Friday, October 15, 2010

1st impressions

This was originally written on 10/6/10

It is 10/6/10 and I just finished my second full day on the internal medicine wards at Tenwek Hospital.
I've been struck with extreme realities. 1 is that it's not that bad to live here! I know that my preconception of Africa was that it was some arid, sun-soaked land of yesteryear, but you know it can't be bad if I can post something up on my rarely used blog.
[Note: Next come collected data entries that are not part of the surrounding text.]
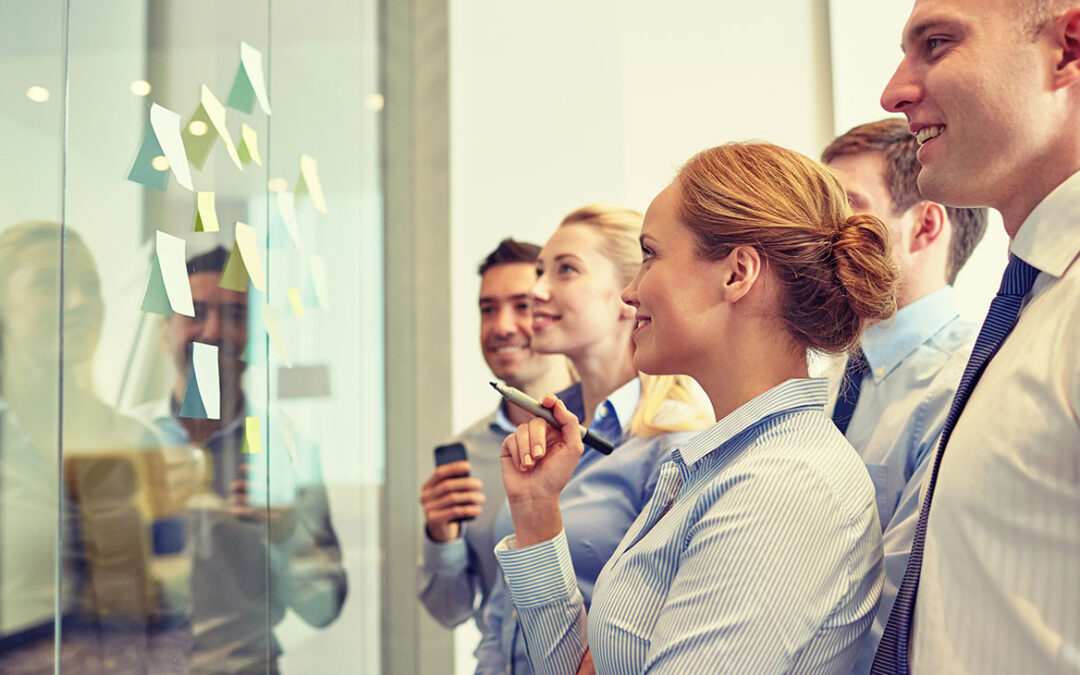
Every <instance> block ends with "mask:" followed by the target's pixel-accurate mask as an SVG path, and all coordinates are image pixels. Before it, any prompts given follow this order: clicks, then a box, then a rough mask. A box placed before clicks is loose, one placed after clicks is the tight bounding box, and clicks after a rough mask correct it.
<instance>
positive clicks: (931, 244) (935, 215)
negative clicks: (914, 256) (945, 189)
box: [910, 202, 948, 253]
mask: <svg viewBox="0 0 1080 675" xmlns="http://www.w3.org/2000/svg"><path fill="white" fill-rule="evenodd" d="M913 208H916V213H915V216H916V217H915V219H914V222H913V224H912V228H913V231H912V248H910V253H915V252H917V251H922V249H923V248H929V247H930V246H932V245H933V244H934V242H936V241H937V240H939V239H941V238H942V237H943V235H944V234H945V230H946V226H947V225H948V214H947V213H946V212H945V207H944V206H942V205H941V204H939V203H937V202H919V203H918V204H916V205H915V206H914V207H913Z"/></svg>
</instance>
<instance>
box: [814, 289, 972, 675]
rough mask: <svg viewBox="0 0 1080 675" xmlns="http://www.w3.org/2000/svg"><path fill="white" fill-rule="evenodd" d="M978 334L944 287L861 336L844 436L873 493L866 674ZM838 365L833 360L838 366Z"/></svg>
mask: <svg viewBox="0 0 1080 675" xmlns="http://www.w3.org/2000/svg"><path fill="white" fill-rule="evenodd" d="M977 334H978V326H976V325H974V324H971V323H969V322H967V321H963V320H961V319H960V318H959V311H958V308H957V301H956V294H955V293H954V292H953V287H951V286H945V287H943V288H940V289H937V291H935V292H933V293H931V294H929V295H927V296H924V297H922V298H919V299H918V300H916V301H915V302H912V303H910V305H908V306H906V307H904V308H903V309H901V310H900V311H899V312H897V313H896V315H895V318H893V319H892V320H891V321H883V322H880V323H877V324H875V325H873V326H870V327H869V328H868V329H867V330H866V333H865V334H864V335H863V337H862V340H861V342H860V345H861V347H862V349H863V353H864V354H865V355H866V362H867V364H868V365H869V373H868V374H867V375H865V376H864V377H863V382H862V389H861V392H860V394H859V404H858V405H856V406H855V411H854V414H853V415H852V418H851V423H850V426H849V427H848V432H847V434H846V435H847V438H848V441H849V442H850V443H851V445H852V446H853V447H854V448H855V451H856V453H859V455H860V457H862V459H863V462H864V463H865V464H866V470H867V471H868V472H869V474H870V480H872V481H873V482H874V489H875V492H876V494H877V507H878V517H879V519H880V522H881V529H882V530H883V534H882V545H883V549H885V569H886V582H885V588H883V589H882V591H881V602H880V603H879V604H878V609H877V616H876V618H875V621H874V625H873V627H872V629H870V634H869V636H867V638H866V639H865V640H864V643H863V646H862V648H861V650H860V654H859V658H858V659H856V660H855V669H854V672H855V673H860V674H865V673H869V669H870V663H873V661H874V652H875V651H876V650H877V645H878V643H879V642H880V640H881V632H882V631H883V630H885V624H886V623H887V622H888V620H889V612H890V611H892V605H893V602H894V600H895V598H896V591H897V589H899V588H900V582H901V581H903V579H904V570H905V569H906V568H907V557H908V555H909V553H910V551H912V539H913V538H914V537H915V526H916V524H917V523H918V519H919V510H920V509H921V504H922V498H921V496H922V489H923V478H924V477H926V475H927V474H928V473H929V471H930V467H931V465H932V464H933V457H934V450H935V448H936V447H937V442H939V438H940V436H941V432H942V428H943V427H944V426H945V418H946V416H947V415H948V410H949V407H950V406H951V404H953V396H954V394H955V393H956V388H957V386H958V384H959V383H960V376H961V375H962V374H963V368H964V365H967V363H968V356H969V355H970V354H971V348H972V346H973V345H974V342H975V336H976V335H977ZM842 366H843V364H842V363H838V364H837V368H838V369H839V370H840V372H841V373H842V369H843V367H842ZM834 375H835V374H834ZM834 403H835V401H834Z"/></svg>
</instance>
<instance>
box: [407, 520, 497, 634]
mask: <svg viewBox="0 0 1080 675" xmlns="http://www.w3.org/2000/svg"><path fill="white" fill-rule="evenodd" d="M418 581H419V582H418V586H419V596H420V602H421V603H423V606H424V607H427V608H428V611H429V612H431V616H432V617H433V618H434V619H435V621H438V622H440V623H441V624H443V625H444V626H446V627H448V629H453V627H454V626H456V625H458V624H459V623H462V622H464V621H465V620H468V619H469V618H470V617H471V616H472V615H473V608H474V607H475V603H476V597H477V596H478V595H480V594H481V585H482V582H481V578H480V571H478V570H476V569H475V568H474V566H473V565H471V564H470V562H469V545H468V543H467V542H465V538H464V532H463V531H462V536H460V537H458V538H457V539H451V540H450V541H446V542H437V541H432V539H431V538H430V537H428V536H427V535H424V537H423V553H422V558H421V561H420V569H419V580H418Z"/></svg>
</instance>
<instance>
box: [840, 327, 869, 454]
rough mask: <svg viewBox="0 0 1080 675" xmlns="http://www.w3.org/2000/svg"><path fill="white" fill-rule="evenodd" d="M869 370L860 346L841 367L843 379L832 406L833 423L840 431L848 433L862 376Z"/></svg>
mask: <svg viewBox="0 0 1080 675" xmlns="http://www.w3.org/2000/svg"><path fill="white" fill-rule="evenodd" d="M869 372H870V366H869V364H867V363H866V355H865V354H864V353H863V350H862V348H860V349H856V350H855V351H854V352H853V353H852V354H851V355H850V356H848V365H847V367H845V368H843V381H842V382H840V395H839V397H838V399H837V400H836V406H835V407H834V408H833V423H835V424H836V428H837V429H839V430H840V433H848V424H850V423H851V416H852V415H854V414H855V406H856V405H858V404H859V392H860V391H861V390H862V387H863V377H864V376H865V375H866V374H867V373H869Z"/></svg>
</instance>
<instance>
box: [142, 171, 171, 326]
mask: <svg viewBox="0 0 1080 675" xmlns="http://www.w3.org/2000/svg"><path fill="white" fill-rule="evenodd" d="M165 177H166V178H167V177H168V174H165ZM141 309H143V311H144V312H153V313H154V314H164V315H165V316H171V315H172V314H173V306H172V305H171V303H170V302H168V293H166V292H165V278H164V275H162V273H161V264H160V262H159V261H158V255H157V254H154V256H153V266H152V267H151V268H150V280H149V281H148V282H147V284H146V294H144V295H143V307H141Z"/></svg>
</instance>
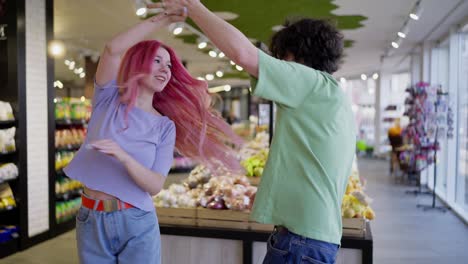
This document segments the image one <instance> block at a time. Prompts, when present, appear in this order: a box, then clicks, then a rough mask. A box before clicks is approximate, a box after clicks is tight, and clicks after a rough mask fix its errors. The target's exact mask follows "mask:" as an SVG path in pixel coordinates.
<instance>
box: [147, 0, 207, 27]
mask: <svg viewBox="0 0 468 264" xmlns="http://www.w3.org/2000/svg"><path fill="white" fill-rule="evenodd" d="M199 3H200V0H161V2H159V3H154V4H148V8H162V9H164V14H165V15H166V16H169V17H183V18H184V19H185V18H187V17H188V15H189V7H191V6H193V5H195V4H199ZM174 22H176V21H174Z"/></svg>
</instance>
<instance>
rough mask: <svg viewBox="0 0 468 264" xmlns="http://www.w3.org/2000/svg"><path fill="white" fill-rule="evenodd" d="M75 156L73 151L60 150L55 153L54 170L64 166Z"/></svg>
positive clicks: (68, 162)
mask: <svg viewBox="0 0 468 264" xmlns="http://www.w3.org/2000/svg"><path fill="white" fill-rule="evenodd" d="M74 156H75V152H71V151H60V152H56V153H55V170H56V171H58V170H61V169H63V168H65V167H66V166H67V165H68V164H69V163H70V161H71V160H72V159H73V157H74Z"/></svg>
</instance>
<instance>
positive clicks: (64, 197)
mask: <svg viewBox="0 0 468 264" xmlns="http://www.w3.org/2000/svg"><path fill="white" fill-rule="evenodd" d="M82 193H83V190H82V189H79V190H73V191H69V192H65V193H60V194H55V198H56V200H57V201H69V200H73V199H76V198H78V197H80V196H81V194H82Z"/></svg>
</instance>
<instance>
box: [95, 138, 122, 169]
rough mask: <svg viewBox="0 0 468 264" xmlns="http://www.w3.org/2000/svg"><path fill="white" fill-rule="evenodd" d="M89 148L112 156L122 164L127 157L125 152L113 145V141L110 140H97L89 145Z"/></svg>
mask: <svg viewBox="0 0 468 264" xmlns="http://www.w3.org/2000/svg"><path fill="white" fill-rule="evenodd" d="M89 145H90V147H91V148H93V149H95V150H97V151H99V152H101V153H104V154H107V155H109V156H112V157H114V158H116V159H118V160H119V161H120V162H122V163H123V162H124V161H125V160H126V159H127V158H128V157H129V155H128V153H127V152H125V151H124V150H123V149H122V148H121V147H120V146H119V144H117V143H115V141H113V140H111V139H103V140H97V141H94V142H92V143H90V144H89Z"/></svg>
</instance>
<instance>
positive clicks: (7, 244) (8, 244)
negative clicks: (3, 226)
mask: <svg viewBox="0 0 468 264" xmlns="http://www.w3.org/2000/svg"><path fill="white" fill-rule="evenodd" d="M18 249H19V239H18V238H13V239H12V240H9V241H7V242H3V243H0V259H1V258H4V257H6V256H9V255H12V254H14V253H16V252H17V251H18Z"/></svg>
So, you know I have wifi up on our penthouse apartment that is lovingly called Twiga, apparently named after a character in Lion King. I'd google exactly who that is and perhaps be so bold to post a picture of it, but it would take me about 20 minutes to do that with the speed of this internet. I have never got more than 5Kbps of speed here. Remember back in the 90s when we were excited about 14.4K modems, and here I am 20 yrs later with 1/3 of the speed of dialup. Nevertheless, aside from the amoeba-like speed of the internet, I am sitting in relative comfort. I have electricity, running water, hot water, and "house help." House help means someone boils & filters our water for us. Every Thursday, we will also have "house help" come to clean our apartment and do our laundry. Now I know what you are thinking, what kind of luxurious mission trip is this, but we are actually encouraged to get house help b/c it provides valuable income to the locals who work at the variety of missionary's homes.

This is a picture of the guesthouse from our room.
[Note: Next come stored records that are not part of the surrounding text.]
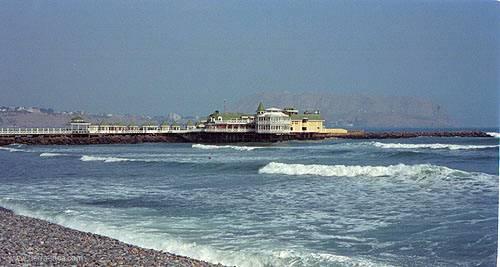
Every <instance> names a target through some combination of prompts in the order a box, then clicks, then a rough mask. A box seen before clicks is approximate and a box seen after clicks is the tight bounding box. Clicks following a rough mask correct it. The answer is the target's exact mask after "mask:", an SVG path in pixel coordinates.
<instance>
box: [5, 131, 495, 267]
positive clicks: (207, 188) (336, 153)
mask: <svg viewBox="0 0 500 267" xmlns="http://www.w3.org/2000/svg"><path fill="white" fill-rule="evenodd" d="M498 140H499V139H498V138H414V139H404V140H373V141H366V140H362V141H355V140H328V141H321V142H316V141H314V142H313V141H311V142H285V143H277V144H258V145H251V144H240V145H222V146H212V145H202V144H139V145H92V146H19V145H14V146H8V147H3V148H2V149H1V150H0V162H1V164H0V206H3V207H6V208H10V209H13V210H14V211H15V212H18V213H21V214H25V215H29V216H34V217H38V218H42V219H47V220H49V221H52V222H56V223H59V224H62V225H65V226H69V227H72V228H76V229H79V230H83V231H90V232H94V233H99V234H103V235H107V236H111V237H114V238H117V239H119V240H122V241H125V242H128V243H132V244H136V245H139V246H143V247H148V248H155V249H161V250H166V251H169V252H173V253H178V254H182V255H186V256H191V257H194V258H198V259H203V260H207V261H210V262H214V263H217V262H220V263H223V264H226V265H238V266H269V265H271V266H354V265H359V264H360V265H371V266H386V265H389V266H390V265H395V266H401V265H403V266H408V265H419V266H436V265H483V266H492V265H494V264H495V261H496V249H497V223H498V219H497V218H498V160H499V158H498V146H499V142H498Z"/></svg>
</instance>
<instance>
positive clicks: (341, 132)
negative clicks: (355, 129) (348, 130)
mask: <svg viewBox="0 0 500 267" xmlns="http://www.w3.org/2000/svg"><path fill="white" fill-rule="evenodd" d="M321 132H322V133H331V134H346V133H347V132H348V131H347V130H346V129H340V128H333V129H327V128H324V129H323V131H321Z"/></svg>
That said, this leads me to my second reality. I am struck by how little I know--meaning how much I need to learn and how hard this is going to be!
Yesterday, I fell asleep trying to learn as much as I could about HIV. So now, I have just written three columns on my paper ---- about therapies for HIV treatment. Why am I learning this - well we have probably 6-8 patients now with HIV who are on therapy, and so I can't just politely nod like I know what d4T is... or "yeah let's stop the AZT b/c of hemoglobin of 5". So here are the three columns (I'm doing this so I can remember later and basically study it now) --1st choose either AZT, D4T, TFV, or ABC. Do not use AZT if anemic or neutropenic. Do not use D4T if having peripheral neuropathy. Do not use TFV in renal insufficiency. Do not use ABC if has history of hypersensitivity. Next add on either 3TC or FTC --- both have similar side effects of hepatitic steatosis and rare chance of lactic acidosis. Then finally add either EFV or NVP.

See how crazy that is? So i'm apparently the attending/consultant and my interns are rattling on how the patient is on AZT, 3TC and NVP and I'm like---what/!?!?! So I have first learned what everything stands for and now why they are on it!
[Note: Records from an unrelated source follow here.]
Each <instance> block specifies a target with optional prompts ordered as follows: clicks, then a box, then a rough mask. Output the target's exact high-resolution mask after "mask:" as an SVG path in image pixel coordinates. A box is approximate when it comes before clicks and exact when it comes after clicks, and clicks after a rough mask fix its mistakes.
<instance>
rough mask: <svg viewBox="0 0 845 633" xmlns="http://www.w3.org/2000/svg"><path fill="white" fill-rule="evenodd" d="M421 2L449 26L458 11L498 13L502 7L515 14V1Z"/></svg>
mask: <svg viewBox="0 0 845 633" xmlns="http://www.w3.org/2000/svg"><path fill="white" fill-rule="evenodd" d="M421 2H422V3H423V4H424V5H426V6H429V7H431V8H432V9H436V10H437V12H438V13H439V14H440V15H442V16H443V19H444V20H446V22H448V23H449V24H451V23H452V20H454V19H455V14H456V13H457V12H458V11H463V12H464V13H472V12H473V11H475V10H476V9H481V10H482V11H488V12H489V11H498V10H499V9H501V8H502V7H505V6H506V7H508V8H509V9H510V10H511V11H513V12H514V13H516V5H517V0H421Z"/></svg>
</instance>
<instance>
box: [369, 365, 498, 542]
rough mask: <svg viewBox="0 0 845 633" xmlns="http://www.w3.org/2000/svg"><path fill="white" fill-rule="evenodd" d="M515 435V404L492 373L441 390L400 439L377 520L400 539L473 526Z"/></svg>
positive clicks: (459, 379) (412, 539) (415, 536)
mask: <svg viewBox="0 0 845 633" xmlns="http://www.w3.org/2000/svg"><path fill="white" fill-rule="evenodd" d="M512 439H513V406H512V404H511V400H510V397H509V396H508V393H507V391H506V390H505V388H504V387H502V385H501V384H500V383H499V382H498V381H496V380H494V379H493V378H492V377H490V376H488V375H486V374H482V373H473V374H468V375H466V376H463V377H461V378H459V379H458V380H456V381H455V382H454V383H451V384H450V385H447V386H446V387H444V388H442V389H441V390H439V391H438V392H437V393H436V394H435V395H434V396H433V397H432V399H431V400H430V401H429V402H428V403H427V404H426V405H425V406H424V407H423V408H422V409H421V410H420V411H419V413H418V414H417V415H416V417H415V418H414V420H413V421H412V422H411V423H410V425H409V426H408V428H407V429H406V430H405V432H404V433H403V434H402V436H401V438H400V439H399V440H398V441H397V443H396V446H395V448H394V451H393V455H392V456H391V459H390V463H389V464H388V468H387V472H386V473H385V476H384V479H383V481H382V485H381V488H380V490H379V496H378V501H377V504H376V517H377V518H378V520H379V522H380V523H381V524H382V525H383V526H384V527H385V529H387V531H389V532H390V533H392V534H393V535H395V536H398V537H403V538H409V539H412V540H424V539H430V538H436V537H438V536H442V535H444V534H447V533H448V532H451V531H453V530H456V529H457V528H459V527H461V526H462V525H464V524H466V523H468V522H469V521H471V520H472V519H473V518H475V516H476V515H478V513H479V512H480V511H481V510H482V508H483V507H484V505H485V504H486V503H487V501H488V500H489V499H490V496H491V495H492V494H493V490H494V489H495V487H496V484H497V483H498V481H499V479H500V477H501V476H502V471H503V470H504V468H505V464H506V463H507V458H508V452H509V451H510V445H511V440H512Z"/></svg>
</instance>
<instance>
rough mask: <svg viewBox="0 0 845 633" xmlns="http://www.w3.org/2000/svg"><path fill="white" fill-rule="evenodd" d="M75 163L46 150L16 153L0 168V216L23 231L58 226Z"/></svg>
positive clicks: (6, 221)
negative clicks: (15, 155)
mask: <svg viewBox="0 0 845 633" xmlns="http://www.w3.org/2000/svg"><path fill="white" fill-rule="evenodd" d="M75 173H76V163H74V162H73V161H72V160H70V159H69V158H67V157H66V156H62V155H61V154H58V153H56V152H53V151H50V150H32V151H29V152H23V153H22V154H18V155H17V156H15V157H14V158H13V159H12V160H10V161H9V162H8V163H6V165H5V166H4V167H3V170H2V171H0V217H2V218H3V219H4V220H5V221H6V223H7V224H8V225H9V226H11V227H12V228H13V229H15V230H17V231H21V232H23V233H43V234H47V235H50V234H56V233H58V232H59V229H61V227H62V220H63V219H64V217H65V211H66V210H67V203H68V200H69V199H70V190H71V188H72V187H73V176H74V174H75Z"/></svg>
So anyways, I have a lot to learn.

My next extreme reality is the crazy cases. I have at least 3 patients who were admitted with hgb in the 2s! The normal for those who aren't in medicine is typically 13-15. I have one patient with AIDS who has a CD4 count of 1, and another one with a CD4 count of 3 (normal 500-1400). One patient who has a hgb of 2.2, has also stopped walking in the last 3 weeks due to bilateral lower extremity weakness, he has excruciating spinal tenderness, and has urinary retention. I am highly suspicious for a prostate cancer with metastasis to spine as well as to marrow, but my lumbar films don't show anything, and I'm wondering if it's worth it to send him 3 hours away for mri/ct imaging of his spine.... the point is, if the guy has stopped walking for 3 weeks now due to spinal cord compression, there is little chance that he will walk again -- so why even go through with the expensive test that he would have to pay for. These are the difficulties I have to deal with here, that is not even an afterthought in the states. If I had this guy in the states, we'd have a stat CT spine and likely MRI spine done and probably would already have rad/onc "on board."

What else - - oh apparently cheryl has a kid who has pertussis, coughing so much that the poor kid becomes cyanotic (blue) and passes out, or coughs so much that she throws up, oh and what did she threw up---worms. It's just ridiculous here.